For the great majority, though, would every Muslim stone his daughter if she refused a marriage proposal?  Of course not.  Would every Muslim carry a suicide bomb into a rival temple?   No.

How many among the world's Muslims would actually do violence like that described in the list?

According Brigitte Gabriel, a favorite of conservative media, "The radicals are estimated to be between 15 to 25 percent, according to all intelligence services around the world."  That was her answer, in part, when asked by an American University headscarf wearing law student about waging an ideological war with Muslims. "You're looking at 180 million to 300 million people dedicated to the destruction of Western civilization...."  That's a particularly vicious misstatement and perhaps deliberate since the correct information is easily acquired from publically available sources.

Western European intelligence agencies estimate that less than one percent of the Muslim population living within their borders are at risk for becoming radicals.  For now, they are not radicalized, and more importantly, they are not violent and have no intent of becoming so.  The estimate is based on affiliations with fundamentalist congregations or groups advocating a Sharia legal system, etc.

Terrorism today involving Islamic players is primarily Sunni vs Shia Muslims. In order of incident prevalence, we find Iraq, Afghanistan, Pakistan, and Syria as the target locales; more than a thousand incidents each year. There continue to be a smaller number of acts by radical Islamists targeting Hindu, Jew, and Christian victims. In Europe, however, 98% of terrorist incidents were by non-Muslim groups during the most recent 5 years. To keep things in context, homicide takes 40 times more lives than terrorism. Islam isn't the end of the world, it's not even on the list of problems we face.  Terrorism is, however.  

While it's easy to make simplistic statements about Islam and Muslims, we might note that the conflicts we observe make the headlines rather than the more prevalent peace that is typical of the great majority.

The conflict we do see among Muslims is much like that which exploded between Catholics and Protestant Christians in Northern Ireland. The issue was not religion but discrimination and power. Elsewhere in the world, peaceful coexistence was the norm.

Today's clash between Sunni and Shia can be traced to similar discrimination and oppression, again more political than religious.

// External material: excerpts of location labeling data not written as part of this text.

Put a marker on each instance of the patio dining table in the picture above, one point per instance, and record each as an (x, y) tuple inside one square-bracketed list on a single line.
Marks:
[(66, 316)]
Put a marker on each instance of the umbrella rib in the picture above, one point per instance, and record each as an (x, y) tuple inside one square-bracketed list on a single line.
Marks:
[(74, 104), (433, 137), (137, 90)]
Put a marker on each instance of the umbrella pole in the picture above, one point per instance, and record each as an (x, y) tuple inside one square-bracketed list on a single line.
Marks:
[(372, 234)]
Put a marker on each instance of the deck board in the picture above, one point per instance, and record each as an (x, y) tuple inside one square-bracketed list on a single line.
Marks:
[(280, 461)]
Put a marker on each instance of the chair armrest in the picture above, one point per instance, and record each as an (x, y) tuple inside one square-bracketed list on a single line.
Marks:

The spillover attacks against western powers are similarly traceable. Religion provides a unifying name for the angry disenfranchised, but it isn't the cause any more than Christianity caused the Crusades or the slave trade or the slaughter of native Americans. In each case, the objective was power and dominion.

Modern terrorism does in fact have roots from which violent behavior emerges.  Such behavior is chosen for advantage, and labels are added to justify the choice.  The root is and perhaps has always been injustice, inequality, oppression, and a lack of representation.


Between 2004-2013, the UK suffered 400 terrorist attacks, mostly in Northern Ireland, and most of them were non-lethal. The US suffered 131 attacks, fewer than 20 of which were lethal.  France suffered 47 attacks. But in Iraq, there were 12,000 attacks and 8,000 of them were lethal.

From the Global Terrorism Index 2014 Report:

  • 17,958 people were killed in terrorist attacks last year, that’s 61% more than the previous year.
  • 82% of all deaths from terrorist attack occur in just 5 countries: Iraq, Afghanistan, Pakistan, Nigeria and Syria.
  • Last year terrorism was dominated by four groups: the Taliban, Boko Haram, ISIL, and al Qa’ida.
  • More than 90% of all terrorist attacks occur in countries that have gross human rights violations.

The report said the three main factors found globally to correlate with terrorism were:

  • High social hostilities between different ethnic, religious and linguistic groups
  • The presence of state-sponsored violence such as extrajudicial killings and human rights abuses
  • High levels of overall violence, such as deaths from organised conflict or high levels of violent crime

Seeing Islamic terrorism in the larger context doesn't make it inconsequential, but perhaps we might see a little more clearly.  Objectivity is needed for the years ahead.